One of the primary considerations will be moisture. Is the space below ground level? If so, are there any signs of moisture?


----------



## CharlesA (Jun 24, 2013)

No signs of moisture.


----------



## Gilley23 (May 9, 2017)

I'd cover the walls with thick osb and paint it all white. Concrete just bounces sound around, the osb will help to absorb it. Also with the osb you can now much more easily mount and relocate things wherever you'd like to.


----------



## a1Jim (Aug 9, 2008)

Paint with waterproofing paint, concrete holds moisture,even though it dosen't leak it will add to you humidity so just in case paint and use white paint to brighten things up. You could use concrete anchors and mount french cleats for whatever paneling or pegboard you put up.


----------



## Finn (May 26, 2010)

I would fir it out wall with 2×4's and insulate it. Cover with pre painted masonite with white gloss finish. I have done it this way and like it. If you want you can install elect outlets and/or air lines, inside this wall.


----------



## msinc (Jan 8, 2017)

I would be curious to know whether or not the outside walls were "treated" with anything before the house was back filled. I build houses and have seen it all. We used to not do anything to block walls and they would definitely have problems with moisture. Then we did the roofing sealer/tar and stick heavy plastic to it before back filling. This was not too bad if you were careful putting it on, if not it can be as worthless as if it is not even there. The best thing to do with it is that thick black polyurethane that gets sprayed on about 1/4" to 3/8" thick and it drys pretty tough and sticks really good. It will hang with you and not leak, even if the wall is poured concrete and it cracks. 
Not sure what all you are trying to accomplish by finishing it…as suggested already, I would get in the house and live there a while {over the winter should do it} to see if you are going to have moisture problems or not. If you do then you might want to look into having it dug out and treated properly or you will never stop the water. Even with the block seal stuff, which in all fairness is pretty amazing, it will still get thru and cause problems. If you do see darkening of the block wall I would definitely not do studs and drywall…you will then have mildew problems. 
If it appears to be dry and there are no moisture issues I would still block seal the wall and then either paint or stud and drywall. I prefer the paint because I can see what if anything is going on later. I hate to paint block walls that are bare because it is a lot of work, but I hate the thought of moisture behind drywall and studs even more. I could care less about sound on the painted wall…just about none of the machines you will probably be using are quiet enough to not need hearing protection anyways, plus a nicely done gloss bright white block wall is pretty, it brightens the shop up and it cleans very easily with just an air hose. This is just my opinion based on many moons of experience, so take it for what it is worth. Best of luck. I am currently in process of building a new shop, it's a steel pole building and I intend to finish the inside with white painted steel panels.


----------



## clin (Sep 3, 2015)

Perhaps you could still attach furring strips our studs to the wall, and cover with plywood or OSB, BUT … keep the bottom and top open for airflow. I have no idea if this would violate building code. But it would allow air circulation behind the boards to reduce mildew problems.

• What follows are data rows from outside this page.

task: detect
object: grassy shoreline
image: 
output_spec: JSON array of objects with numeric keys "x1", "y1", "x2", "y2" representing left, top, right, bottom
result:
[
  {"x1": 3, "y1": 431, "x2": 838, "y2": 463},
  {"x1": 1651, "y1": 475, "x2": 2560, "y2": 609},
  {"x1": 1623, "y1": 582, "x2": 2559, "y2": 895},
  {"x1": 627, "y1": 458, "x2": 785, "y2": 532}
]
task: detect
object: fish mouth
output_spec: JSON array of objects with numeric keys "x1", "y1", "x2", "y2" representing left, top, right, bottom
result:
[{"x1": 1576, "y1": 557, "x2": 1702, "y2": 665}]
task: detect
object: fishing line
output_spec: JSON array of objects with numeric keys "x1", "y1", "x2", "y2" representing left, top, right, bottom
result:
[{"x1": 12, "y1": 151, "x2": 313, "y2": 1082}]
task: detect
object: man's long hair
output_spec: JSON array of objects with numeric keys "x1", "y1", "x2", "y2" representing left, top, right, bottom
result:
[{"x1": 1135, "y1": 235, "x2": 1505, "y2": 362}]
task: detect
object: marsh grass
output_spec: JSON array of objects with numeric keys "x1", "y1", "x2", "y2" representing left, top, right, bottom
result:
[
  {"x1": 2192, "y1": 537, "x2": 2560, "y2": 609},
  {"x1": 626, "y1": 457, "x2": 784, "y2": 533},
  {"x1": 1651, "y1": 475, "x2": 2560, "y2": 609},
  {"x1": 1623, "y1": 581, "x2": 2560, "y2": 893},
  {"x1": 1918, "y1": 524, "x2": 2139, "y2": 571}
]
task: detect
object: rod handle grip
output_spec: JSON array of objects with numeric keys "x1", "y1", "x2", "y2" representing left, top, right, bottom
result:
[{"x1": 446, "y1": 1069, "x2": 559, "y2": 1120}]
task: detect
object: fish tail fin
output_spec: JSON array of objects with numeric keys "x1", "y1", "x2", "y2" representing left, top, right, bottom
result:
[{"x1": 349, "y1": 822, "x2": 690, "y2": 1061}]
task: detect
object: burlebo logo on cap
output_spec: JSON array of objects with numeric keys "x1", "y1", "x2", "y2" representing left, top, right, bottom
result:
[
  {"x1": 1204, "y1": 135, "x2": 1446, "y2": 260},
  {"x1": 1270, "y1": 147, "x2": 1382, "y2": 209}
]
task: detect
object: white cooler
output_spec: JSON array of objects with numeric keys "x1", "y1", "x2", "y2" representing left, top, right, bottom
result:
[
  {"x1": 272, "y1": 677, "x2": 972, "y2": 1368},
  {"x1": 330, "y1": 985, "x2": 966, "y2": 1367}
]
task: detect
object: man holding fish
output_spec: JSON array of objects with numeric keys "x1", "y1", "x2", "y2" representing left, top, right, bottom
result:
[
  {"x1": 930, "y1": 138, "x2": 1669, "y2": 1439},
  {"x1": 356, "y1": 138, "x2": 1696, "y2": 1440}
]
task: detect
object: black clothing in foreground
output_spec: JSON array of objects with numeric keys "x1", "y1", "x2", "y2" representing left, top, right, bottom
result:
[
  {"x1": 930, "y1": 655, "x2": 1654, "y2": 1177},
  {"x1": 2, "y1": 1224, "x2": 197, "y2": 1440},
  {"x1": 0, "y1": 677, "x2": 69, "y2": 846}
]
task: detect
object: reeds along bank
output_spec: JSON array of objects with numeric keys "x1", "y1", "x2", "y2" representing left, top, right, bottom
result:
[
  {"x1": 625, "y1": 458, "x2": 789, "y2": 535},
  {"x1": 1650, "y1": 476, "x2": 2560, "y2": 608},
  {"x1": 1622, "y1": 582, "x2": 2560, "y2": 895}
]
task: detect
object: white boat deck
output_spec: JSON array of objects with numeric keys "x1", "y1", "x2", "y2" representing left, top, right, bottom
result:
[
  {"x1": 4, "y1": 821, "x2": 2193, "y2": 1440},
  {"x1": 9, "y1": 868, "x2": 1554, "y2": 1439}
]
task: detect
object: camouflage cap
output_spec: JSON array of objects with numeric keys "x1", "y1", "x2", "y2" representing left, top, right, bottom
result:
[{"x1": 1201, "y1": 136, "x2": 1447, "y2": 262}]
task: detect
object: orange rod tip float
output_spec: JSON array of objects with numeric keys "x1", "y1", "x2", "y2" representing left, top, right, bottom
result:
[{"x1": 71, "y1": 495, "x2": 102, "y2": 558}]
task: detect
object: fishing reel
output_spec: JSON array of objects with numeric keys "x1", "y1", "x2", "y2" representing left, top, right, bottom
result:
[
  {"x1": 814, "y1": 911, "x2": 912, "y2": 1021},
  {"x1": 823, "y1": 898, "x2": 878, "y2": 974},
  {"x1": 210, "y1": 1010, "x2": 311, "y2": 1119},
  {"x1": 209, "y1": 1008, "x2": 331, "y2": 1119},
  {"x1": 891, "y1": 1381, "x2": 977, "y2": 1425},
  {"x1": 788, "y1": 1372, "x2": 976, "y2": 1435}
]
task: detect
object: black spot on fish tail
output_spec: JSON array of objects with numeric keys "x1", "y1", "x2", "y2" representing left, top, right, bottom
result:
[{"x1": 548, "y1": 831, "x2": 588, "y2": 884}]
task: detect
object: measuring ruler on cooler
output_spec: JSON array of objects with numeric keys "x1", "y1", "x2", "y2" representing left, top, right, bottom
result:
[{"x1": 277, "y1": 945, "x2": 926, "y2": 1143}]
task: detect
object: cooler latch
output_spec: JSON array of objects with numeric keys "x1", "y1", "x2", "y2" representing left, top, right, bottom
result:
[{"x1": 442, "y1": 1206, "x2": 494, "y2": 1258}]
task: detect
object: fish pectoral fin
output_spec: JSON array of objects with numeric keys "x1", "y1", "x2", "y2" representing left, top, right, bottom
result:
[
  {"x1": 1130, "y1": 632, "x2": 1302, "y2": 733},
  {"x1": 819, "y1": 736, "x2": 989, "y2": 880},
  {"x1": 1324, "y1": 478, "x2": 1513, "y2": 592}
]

I covered my shop with french cleats. I have made use of moving overhead cabinets around. As well as numerous small hangers and brackets for stuff. But, it's not something I make use of constantly, so just having the flexibility to screw something to OSB or plywood would get you pretty much the same flexibility.

While attaching a bunch of french cleats directly to a block wall would be work, you could still attach furring strips or studs to the wall, then french cleats to these.

Regardless, painting the walls and ceiling a bright white is a great way to increase the effectiveness of your lighting.


----------



## bandit571 (Jan 20, 2011)

Have had my shop in a basement for quite a while, now. Field Stone foundation, parged and painted. I do get a small creek that runs across the floor, after heavy rain storms….and right into a floor drain. Other than that…no problems.


----------



## HTown (Feb 25, 2015)

Our high school shop had cinder block walls. It didn't seem to be a problem then. I'd second the ideas on anchors and french cleats. 
If you don't like it, spend the money to do something else later. 
Hope you enjoy then new home.


----------



## johnstoneb (Jun 14, 2012)

Cinder block is very porous. You can almost feel the wind come through them. You need something toseal them preferably on the outside if you are gong to heat the space.


----------



## wormil (Nov 19, 2011)

Furring strips, insulate (optional), osb; would be my pick.


----------



## 000 (Dec 9, 2015)

deleted


----------



## Redoak49 (Dec 15, 2012)

I would seal and insulate. Depending on how you want to use the wall would determine how to build the wall out. If you will hang heavy things and shelves on it, I would go with a stud wall and 1/2" plywood.


----------



## msinc (Jan 8, 2017)

One thing I forgot to mention in my post above, and this is so simple yet can have such a big effect on moisture…make sure that you have "fall" away from the house at the ground level. You need the water on the ground when it rains to run away from the wall. This can solve a lot of block wall moisture problems and not having it right can really make a big mess. It almost always settles down after a house has been back filled and leaves you with negative draft so water runs to the wall. No one ever goes back and corrects this until it causes problems.


----------



## Bluepine38 (Dec 14, 2009)

You never said whether the block walls were above ground or not, are they?


----------



## CharlesA (Jun 24, 2013)

I was collecting the responses as I moved forward. The walls are exposed at the door, and then move into a rise as it moves to the rear. By the back of the garage, they are underground.


----------



## tomsteve (Jan 23, 2015)

framing it out= wall space to hang stuff on easily.


----------



## HorizontalMike (Jun 3, 2010)

All that I can say, is that after adding my 24KW mini-split heating/ac system, those concerns appear to be history. Besides heating&cooling, you can set it for only de-humidifying and control where your humidity levels are. And yeah, I grew up in a basement that was always too humid… *;-)*

Seal what you can, and then always run the de-humidifier.


----------



## corelz125 (Sep 23, 2015)

If you do decide to frame it out should give metal studs a thought then don't have to worry about dampness getting into the wood


----------



## Firewood (Dec 4, 2013)

I used a lot of metal studs in my previous basement build out. They are easy to work with and make a very straight wall. HOWEVER, I would not use them in a shop build again because of the difficult I had installing fasteners that allow for heavy loads. Wood studs are the only way I will go now in the shop. Here is a photo of how I am setting up my new basement shop



















The walls are insulated on the outside with 2" foam and another 1" on the inside behind the stud. The wallls are kept about 1/2" off the poured wall. The rigid foam is not affected by moisture like batt insulation.


----------



## RobS888 (May 7, 2013)

Charles,

If you think water or moisture is a possibility, look into a concrete densifier like S2000, they penetrate into the surface a few inches and convert the salts to something harder. I used it in my garage, because it is supposed to plug the "capillaries" in the concrete and reduce water moving through the blocks. I have far less seepage, but I regraded as well.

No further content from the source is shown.